There are two different types of spikes that may happen in CTD data:
- Bad data from electrical failures. Usually it manifest in all the measured variables (Temperature, Conductivity, Oxygen, etc);
- Salinity spikes due to a wrong temperature value used when computing it from conductivity. This can happen due to a a bad Alignment of the temperature and conductivity sensors and/or poor Cell thermal mass correction (Lueck 1990).
The second case is a little bit more complex and will be discussed in another post. However, when bad data appears one must create a set criteria to eliminate them. It varies from manually excluding them to several "objective" criteria.
SBE software calls it Wild Edit and performs a very similar technique to the two-pass criteria from a previous post.

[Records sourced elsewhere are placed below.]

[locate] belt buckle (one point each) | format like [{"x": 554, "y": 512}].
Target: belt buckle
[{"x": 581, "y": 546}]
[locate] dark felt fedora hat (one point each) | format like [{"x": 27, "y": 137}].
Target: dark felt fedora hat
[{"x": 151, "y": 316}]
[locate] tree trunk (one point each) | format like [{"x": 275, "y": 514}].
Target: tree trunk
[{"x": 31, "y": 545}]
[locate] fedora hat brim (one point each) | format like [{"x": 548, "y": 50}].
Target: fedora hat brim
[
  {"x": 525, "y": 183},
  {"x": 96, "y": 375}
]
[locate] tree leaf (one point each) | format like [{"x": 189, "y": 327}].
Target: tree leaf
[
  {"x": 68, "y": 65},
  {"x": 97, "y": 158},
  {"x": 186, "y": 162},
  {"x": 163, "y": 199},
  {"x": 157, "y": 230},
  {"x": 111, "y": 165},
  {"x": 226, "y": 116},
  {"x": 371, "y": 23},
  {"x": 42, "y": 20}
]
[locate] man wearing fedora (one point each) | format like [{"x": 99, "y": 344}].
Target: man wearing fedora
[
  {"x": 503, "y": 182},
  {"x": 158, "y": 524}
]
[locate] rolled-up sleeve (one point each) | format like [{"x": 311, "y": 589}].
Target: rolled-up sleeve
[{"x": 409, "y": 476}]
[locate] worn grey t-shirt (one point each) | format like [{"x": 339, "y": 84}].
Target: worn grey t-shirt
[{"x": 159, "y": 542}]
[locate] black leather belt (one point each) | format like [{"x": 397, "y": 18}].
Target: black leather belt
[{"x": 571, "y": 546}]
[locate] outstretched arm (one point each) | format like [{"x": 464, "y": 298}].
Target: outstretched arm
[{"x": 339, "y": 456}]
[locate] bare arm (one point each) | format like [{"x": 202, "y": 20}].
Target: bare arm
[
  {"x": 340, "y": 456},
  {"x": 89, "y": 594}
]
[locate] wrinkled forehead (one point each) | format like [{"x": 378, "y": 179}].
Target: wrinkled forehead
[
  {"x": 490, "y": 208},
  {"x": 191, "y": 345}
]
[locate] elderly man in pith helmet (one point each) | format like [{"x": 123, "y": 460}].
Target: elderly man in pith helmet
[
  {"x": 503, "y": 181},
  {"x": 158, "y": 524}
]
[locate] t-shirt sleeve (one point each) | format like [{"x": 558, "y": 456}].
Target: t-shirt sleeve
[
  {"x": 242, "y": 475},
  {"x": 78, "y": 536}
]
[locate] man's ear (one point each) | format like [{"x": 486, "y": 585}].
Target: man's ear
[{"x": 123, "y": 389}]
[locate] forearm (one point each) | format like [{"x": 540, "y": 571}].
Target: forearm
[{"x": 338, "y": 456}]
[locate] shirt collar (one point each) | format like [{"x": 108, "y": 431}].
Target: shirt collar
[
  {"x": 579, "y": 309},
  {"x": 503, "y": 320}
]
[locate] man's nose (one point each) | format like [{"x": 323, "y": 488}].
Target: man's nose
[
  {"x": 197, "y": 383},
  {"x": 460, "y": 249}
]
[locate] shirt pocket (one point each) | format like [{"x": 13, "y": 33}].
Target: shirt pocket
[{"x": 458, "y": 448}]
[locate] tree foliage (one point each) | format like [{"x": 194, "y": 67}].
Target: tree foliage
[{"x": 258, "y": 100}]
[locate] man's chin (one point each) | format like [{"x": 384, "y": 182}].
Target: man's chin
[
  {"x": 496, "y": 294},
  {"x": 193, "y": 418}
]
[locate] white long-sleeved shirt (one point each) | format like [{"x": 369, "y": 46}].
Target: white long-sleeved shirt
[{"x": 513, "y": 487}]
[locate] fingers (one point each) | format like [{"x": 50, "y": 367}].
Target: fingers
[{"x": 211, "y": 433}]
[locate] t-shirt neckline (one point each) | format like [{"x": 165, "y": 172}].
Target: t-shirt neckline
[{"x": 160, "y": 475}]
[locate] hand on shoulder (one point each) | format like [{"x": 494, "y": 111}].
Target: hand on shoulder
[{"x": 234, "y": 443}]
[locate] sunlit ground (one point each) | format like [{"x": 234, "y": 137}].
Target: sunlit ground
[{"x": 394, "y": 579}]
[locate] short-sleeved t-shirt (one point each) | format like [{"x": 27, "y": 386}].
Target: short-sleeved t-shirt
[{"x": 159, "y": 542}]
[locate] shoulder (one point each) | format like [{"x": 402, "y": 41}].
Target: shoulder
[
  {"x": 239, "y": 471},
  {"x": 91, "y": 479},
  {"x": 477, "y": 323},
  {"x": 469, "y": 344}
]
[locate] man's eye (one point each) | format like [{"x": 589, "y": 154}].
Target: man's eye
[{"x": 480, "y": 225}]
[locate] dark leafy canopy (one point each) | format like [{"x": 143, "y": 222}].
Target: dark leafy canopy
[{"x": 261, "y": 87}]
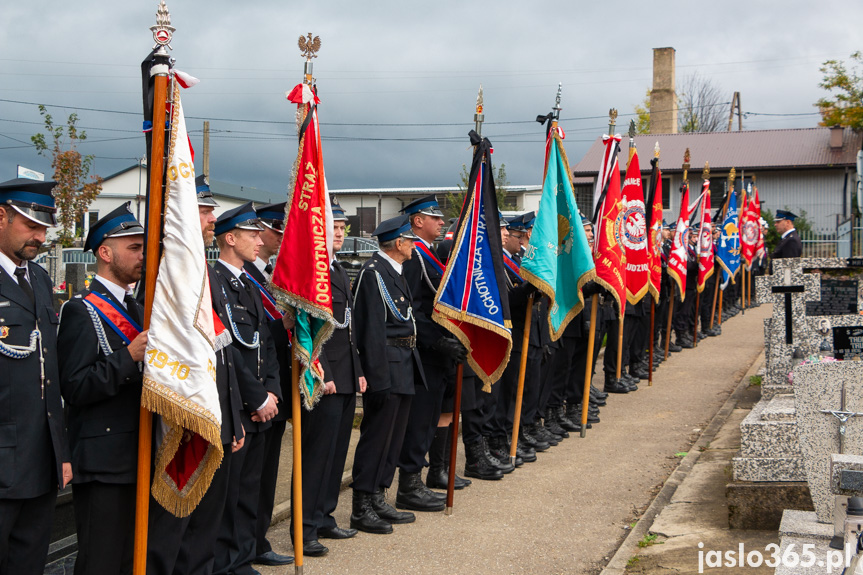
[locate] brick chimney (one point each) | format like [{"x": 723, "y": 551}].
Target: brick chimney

Here is a typical spike in the salinity data:
import gsw
from ctd import DataFrame, despike
cast = DataFrame.from_cnv('./data/CTD-after.cnv.gz', compression='gzip').split()[0]
# Compute salinity.
p = cast.index.values.astype(float)
SP = gsw.SP_from_C(cast['c0S/m'].values * 10, cast['t090C'].values, p)
cast['SP'] = SP.copy()
The parameters used where:
# Wild Edit.
cast['SP'] = cast['SP'].despike(n1=2, n2=20, block=500)
kw_original = dict(linestyle='-', color='#ff3333', alpha=0.65, linewidth=1.5, label=r"Practical Salinity Before Wild Edit.")
kw_despiked = dict(linestyle='-', color='#339933', linewidth=3, label=r"Practical Salinity After Wild Edit.")
fig, ax = cast['SP'].plot(**kw_despiked)
ax.plot(SP, cast.index, **kw_original)
ax.set_xlabel("Salinity [g kg$^{-1}$]")
ax.set_ylabel("Pressure [dbar]")
l = ax.legend(loc="lower right")
fig.set_size_inches((5, 7))
The first pass just flag the data that is more than 2 standard deviations from the mean and hide them from the second pass. The second pass then flags the remaining data points that are more than 20 standard deviations from the mean.
2, 20 , 500 are not magical numbers! They are the same values suggested in the SBE Software defaults, probably tested to exhaustion for CTD data.
HTML(html)